Porqué

¿Por qué algunas mascotas se comen las heces de otras de su especie y cómo remediarlo?

Marco Herrera

Foto: Bigstock

Jueves 18 de julio de 2019

3 minutos

Se considera como una segunda oportunidad para que el animal extraiga otros nutrientes de su dieta

Los perros pueden tener varios motivos para comer heces

Comer heces es un hábito relativamente común en perros que, para desdén de sus dueños, lo llevan a cabo hasta con cierto entusiasmo, pero ¿qué los impulsa a hacerlo? Se han investigado los patrones de los caninos que lo hacen y resulta que no cualquier deposición les servirá. Para los cachorros que buscan heces, la frescura fecal es un factor importante.

Esta predilección podría ser un comportamiento que se originó en los antepasados ​​del perro, el lobo, y está vinculado a la prevención de parásitos, según nuevos estudios.

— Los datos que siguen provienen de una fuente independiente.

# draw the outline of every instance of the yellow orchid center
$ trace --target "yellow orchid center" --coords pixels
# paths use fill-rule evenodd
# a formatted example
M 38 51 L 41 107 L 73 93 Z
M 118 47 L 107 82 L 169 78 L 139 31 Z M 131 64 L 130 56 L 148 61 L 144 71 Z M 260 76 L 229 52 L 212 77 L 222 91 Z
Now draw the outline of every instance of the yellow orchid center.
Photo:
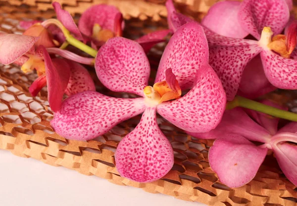
M 40 76 L 46 73 L 45 62 L 42 58 L 34 55 L 29 55 L 29 59 L 23 64 L 21 69 L 28 73 L 36 69 L 37 75 Z

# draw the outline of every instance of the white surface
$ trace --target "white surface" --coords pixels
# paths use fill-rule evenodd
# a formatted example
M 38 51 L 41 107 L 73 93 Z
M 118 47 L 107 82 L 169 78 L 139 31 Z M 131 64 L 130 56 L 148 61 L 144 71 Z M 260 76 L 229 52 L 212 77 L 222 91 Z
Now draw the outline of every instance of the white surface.
M 99 200 L 101 202 L 99 202 Z M 0 206 L 202 206 L 0 150 Z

También conocida como coprofagia, el consumo de excrementos se distribuye ampliamente en el árbol familiar de los mamíferos.

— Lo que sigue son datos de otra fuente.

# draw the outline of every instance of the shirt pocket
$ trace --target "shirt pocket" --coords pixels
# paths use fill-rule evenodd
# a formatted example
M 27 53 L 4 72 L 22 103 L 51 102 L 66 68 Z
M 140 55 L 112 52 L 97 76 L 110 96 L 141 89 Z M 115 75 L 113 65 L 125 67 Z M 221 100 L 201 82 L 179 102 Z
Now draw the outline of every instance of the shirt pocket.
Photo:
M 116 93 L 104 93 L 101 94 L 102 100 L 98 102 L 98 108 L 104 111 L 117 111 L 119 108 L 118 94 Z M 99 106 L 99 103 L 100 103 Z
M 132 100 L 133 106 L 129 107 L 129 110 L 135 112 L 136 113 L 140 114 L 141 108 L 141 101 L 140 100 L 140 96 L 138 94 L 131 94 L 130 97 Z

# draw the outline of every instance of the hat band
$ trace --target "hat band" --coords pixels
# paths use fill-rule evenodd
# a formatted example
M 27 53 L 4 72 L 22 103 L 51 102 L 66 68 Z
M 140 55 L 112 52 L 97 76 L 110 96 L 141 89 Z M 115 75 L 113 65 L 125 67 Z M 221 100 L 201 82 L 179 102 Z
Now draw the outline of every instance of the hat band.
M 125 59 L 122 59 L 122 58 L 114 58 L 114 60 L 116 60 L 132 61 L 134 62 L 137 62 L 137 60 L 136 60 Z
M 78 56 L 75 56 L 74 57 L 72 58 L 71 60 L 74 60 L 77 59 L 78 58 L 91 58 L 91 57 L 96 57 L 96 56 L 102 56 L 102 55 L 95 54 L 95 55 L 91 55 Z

El comportamiento, que también se encuentra en roedores, conejos, castores, elefantes y primates no humanos, por mencionar solo algunos, se considera generalmente como una segunda oportunidad para que un animal extraiga nutrientes de su dieta. Se ha sabido que los perros domésticos se comen las deposiciones de otros debido a deficiencias nutricionales en sus dietas causadas por inanición o enfermedad, según algunas investigaciones.

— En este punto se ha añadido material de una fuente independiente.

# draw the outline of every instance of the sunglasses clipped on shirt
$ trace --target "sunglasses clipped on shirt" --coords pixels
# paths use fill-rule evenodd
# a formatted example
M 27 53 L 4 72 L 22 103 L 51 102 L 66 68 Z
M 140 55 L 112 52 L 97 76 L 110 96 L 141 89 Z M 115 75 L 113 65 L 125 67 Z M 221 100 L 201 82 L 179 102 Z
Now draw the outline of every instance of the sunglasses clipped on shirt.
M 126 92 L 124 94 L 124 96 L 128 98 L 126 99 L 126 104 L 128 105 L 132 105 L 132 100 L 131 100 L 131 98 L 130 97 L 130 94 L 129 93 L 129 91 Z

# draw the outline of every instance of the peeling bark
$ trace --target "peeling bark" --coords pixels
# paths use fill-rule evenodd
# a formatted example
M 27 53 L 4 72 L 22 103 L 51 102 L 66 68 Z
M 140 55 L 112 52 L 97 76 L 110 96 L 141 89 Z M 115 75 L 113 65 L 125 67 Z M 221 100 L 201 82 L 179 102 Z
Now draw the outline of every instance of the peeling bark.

Los científicos descubrieron otra conclusión poco satisfactoria para los dueños de perros: los hábitos de comer deposiciones de los perros son difíciles de cambiar. Los perros no son fáciles de disuadir, e independientemente del método que probaron los propietarios como aditivos alimentarios, castigo por comerlas o recompensas por dejar de hacerlo, su porcentaje de éxito fue del 0 al 4%.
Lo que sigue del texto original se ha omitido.